As it was still early in the season for making maple syrup, Jerry Smith was out at the new sugarbush site putting up wigwams and chopping firewood. We drove down ice and snow covered trails in the woods while following Sam Quagon. I began to notice the handmade taps pounded into the occasional tree. Very soon the air would be thick with the sweet smell of maple sap simmering in twenty-gallon drums. We stopped where a red handkerchief was tied on a birch. From there we went on foot.
Jerry Smith was a longhaired man with thin wisps of facial hair. He spoke in a thick Ojibway accent, which has a unique rhythm and excludes anything similar to an R sound, as it was unheard by tribe members until only the latest few generations. We didn’t explain ourselves to Jerry Smith. He was quite happy to have extra hands to do the work, and he quickly set us to the task. Joan and I cut down young ironwood trees and stripped the few branches while Jerry Smith made holes in the ground following a large oval design. We inserted the lodge poles, bending opposite sides across to each other in arches while Jerry Smith and Sam Quagon tied them together with rope. We pulled blue tarps over the dome-shaped wigwam frames, as Jerry Smith’s grandfather had done with birch bark years earlier. Jerry Smith was happy that the work went so much faster having four Indians instead of two. Sam Quagon agreed.
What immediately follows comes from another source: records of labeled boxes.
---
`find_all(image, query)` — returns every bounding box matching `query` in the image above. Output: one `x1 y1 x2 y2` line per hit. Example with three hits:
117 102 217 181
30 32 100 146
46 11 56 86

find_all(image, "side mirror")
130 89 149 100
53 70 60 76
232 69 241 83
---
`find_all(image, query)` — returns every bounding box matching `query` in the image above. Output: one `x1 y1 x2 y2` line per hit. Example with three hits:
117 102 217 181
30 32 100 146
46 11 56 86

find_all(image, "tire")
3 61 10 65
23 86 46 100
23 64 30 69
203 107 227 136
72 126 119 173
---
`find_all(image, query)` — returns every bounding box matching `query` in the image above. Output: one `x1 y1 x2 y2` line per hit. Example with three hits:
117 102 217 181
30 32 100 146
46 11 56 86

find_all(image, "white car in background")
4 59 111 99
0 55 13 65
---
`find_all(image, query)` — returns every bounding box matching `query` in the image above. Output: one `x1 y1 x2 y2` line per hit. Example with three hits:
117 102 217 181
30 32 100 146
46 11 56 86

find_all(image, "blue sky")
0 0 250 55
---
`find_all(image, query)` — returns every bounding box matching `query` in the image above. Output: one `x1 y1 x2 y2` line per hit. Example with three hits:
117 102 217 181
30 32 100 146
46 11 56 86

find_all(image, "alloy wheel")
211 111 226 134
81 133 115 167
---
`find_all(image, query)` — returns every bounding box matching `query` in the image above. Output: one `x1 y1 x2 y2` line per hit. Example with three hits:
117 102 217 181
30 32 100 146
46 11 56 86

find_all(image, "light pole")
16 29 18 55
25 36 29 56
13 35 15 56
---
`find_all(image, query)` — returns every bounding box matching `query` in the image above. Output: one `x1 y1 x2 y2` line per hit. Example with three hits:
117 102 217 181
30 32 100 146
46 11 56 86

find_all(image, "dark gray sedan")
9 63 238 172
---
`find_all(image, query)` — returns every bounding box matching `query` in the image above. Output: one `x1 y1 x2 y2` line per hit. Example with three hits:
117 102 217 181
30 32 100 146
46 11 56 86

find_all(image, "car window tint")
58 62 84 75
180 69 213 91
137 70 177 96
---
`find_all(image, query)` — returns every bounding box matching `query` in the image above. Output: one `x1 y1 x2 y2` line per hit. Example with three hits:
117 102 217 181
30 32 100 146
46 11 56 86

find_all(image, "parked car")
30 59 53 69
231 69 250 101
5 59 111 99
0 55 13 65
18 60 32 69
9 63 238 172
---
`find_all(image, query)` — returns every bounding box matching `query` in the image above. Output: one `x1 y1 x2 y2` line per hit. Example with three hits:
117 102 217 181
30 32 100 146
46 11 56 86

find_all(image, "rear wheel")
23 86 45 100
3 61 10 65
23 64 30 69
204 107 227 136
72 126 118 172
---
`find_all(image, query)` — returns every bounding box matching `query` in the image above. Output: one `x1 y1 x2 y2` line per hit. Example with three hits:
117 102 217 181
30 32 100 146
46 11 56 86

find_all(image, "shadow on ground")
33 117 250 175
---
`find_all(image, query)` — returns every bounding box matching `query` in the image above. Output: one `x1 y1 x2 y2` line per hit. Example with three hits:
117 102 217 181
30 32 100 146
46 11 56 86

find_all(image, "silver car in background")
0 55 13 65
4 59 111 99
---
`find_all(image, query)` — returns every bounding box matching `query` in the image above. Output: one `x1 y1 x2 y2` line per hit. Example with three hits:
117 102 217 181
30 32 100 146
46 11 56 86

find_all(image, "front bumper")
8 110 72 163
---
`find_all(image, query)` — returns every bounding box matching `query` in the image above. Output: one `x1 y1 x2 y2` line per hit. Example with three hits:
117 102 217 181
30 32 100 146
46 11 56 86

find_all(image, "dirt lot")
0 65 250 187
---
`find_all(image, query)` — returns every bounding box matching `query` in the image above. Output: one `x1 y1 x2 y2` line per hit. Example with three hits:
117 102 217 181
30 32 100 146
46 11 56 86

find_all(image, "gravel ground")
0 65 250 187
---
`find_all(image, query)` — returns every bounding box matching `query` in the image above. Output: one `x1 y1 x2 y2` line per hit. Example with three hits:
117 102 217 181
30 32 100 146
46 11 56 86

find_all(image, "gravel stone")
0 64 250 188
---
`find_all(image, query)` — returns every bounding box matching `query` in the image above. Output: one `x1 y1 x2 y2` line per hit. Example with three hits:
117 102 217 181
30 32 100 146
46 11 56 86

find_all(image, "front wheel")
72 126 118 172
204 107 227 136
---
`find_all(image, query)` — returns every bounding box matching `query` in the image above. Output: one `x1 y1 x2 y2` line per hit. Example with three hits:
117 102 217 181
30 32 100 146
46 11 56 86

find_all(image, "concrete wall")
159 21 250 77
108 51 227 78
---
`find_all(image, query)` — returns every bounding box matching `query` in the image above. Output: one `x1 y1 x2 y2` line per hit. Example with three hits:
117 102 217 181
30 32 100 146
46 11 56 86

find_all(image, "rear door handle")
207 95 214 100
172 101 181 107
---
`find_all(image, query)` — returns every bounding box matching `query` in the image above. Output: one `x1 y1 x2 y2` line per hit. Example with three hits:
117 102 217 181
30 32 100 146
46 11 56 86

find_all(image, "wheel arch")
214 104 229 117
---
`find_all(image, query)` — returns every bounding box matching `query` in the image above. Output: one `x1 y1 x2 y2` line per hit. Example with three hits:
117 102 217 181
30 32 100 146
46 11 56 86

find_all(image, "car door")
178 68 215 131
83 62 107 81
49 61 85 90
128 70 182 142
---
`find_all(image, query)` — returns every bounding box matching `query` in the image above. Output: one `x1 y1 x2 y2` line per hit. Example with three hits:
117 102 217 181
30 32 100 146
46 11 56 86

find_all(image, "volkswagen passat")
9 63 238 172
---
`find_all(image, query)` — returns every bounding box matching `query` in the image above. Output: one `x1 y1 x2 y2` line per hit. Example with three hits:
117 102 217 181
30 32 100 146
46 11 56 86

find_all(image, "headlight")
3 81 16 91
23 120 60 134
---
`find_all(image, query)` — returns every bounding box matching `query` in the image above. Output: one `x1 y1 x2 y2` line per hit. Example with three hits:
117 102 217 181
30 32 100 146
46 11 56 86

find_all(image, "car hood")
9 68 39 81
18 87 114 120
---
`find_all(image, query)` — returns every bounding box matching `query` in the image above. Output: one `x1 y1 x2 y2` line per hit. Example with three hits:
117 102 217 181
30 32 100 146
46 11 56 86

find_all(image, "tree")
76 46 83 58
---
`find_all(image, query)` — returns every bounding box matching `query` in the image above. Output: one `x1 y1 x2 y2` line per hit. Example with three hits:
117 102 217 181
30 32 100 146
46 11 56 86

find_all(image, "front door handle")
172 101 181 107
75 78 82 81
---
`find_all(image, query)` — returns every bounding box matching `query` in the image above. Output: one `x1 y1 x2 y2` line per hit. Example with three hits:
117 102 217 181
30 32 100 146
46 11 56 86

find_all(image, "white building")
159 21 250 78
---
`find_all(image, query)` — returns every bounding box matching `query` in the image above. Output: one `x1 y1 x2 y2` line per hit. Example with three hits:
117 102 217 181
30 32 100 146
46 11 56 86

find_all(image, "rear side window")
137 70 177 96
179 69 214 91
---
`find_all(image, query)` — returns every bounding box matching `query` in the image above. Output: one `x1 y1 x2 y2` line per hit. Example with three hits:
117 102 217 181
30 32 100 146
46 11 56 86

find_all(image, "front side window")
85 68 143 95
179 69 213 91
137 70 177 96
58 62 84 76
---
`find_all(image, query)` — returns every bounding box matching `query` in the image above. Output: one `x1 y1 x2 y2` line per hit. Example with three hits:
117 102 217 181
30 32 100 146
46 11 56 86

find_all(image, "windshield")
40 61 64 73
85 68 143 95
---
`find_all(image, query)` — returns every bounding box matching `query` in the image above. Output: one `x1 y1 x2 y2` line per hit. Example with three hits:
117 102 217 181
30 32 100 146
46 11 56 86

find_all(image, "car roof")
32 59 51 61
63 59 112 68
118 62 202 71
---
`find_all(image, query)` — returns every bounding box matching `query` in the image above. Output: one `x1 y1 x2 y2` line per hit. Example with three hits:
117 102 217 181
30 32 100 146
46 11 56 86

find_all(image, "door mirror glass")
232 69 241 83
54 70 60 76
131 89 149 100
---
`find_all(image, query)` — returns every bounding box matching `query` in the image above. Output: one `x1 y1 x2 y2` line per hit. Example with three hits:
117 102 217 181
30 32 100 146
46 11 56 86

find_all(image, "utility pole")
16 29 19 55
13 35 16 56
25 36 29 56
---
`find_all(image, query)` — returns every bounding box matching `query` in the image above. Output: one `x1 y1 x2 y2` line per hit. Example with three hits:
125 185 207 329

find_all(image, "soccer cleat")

After working for a while, Jerry Smith lifted a backpack and took out a bundle rolled in rabbit fur. From the unrolled item, Jerry Smith pulled a carved stone pipe bowl and wooden pipe stem, followed by a smudge stick of tied sage, a package of tobacco and a Bic lighter. He assembled his pipe, loaded the bowl with tobacco and spoke for quite awhile in his Ojibway language. Neither Joan nor I had any idea what Jerry Smith was saying, but the language was beautiful to listen to, and Sam Quagon smiled and nodded frequently. The pipe was passed to each of us and we smoked until the bowl was empty.
That afternoon turned into night. On breaks from working to prepare the sugarbush site we would warm ourselves around a fire and sip tea that Sam Quagon had made in a coffee can with melted snow and red willow sprigs. Jerry Smith told us stories about Winiibozho, the Ojibway spirit entity who permeates the tribe’s oral history.
As the night wound down, Joan and I exchanged a look of concern. We had no plan for where to stay, and we didn’t even know if there were hotels in the area. Sam Quagon had been assuming all evening that we’d stay with him. He took us back to his house in the reservation town where he lived with his wife. We slept on the shag carpet in the family room.
We stayed with our new friends for an additional week. Joan and I broke our fast on the second day in town. We fell into the rhythms of Ojibway life on the reservation: gathering berries, making birch bark baskets, walking in the woods, and meeting people at the casino for burgers. Sam Quagon introduced us to several other cousins.
On our last afternoon before returning to Minneapolis, Jerry Smith wanted to take Joan and me out to see a wild ginseng plant that he had found in the woods. He insisted that the ginseng is a rare occurrence, and that the root is strong medicine. We followed him through what felt like miles of dense forest, our boots sponging into the layered ground with every step. Jerry Smith laughed, telling us, “It seems like a long way to go for a root. Maybe it’s enough just to know that it’s there.”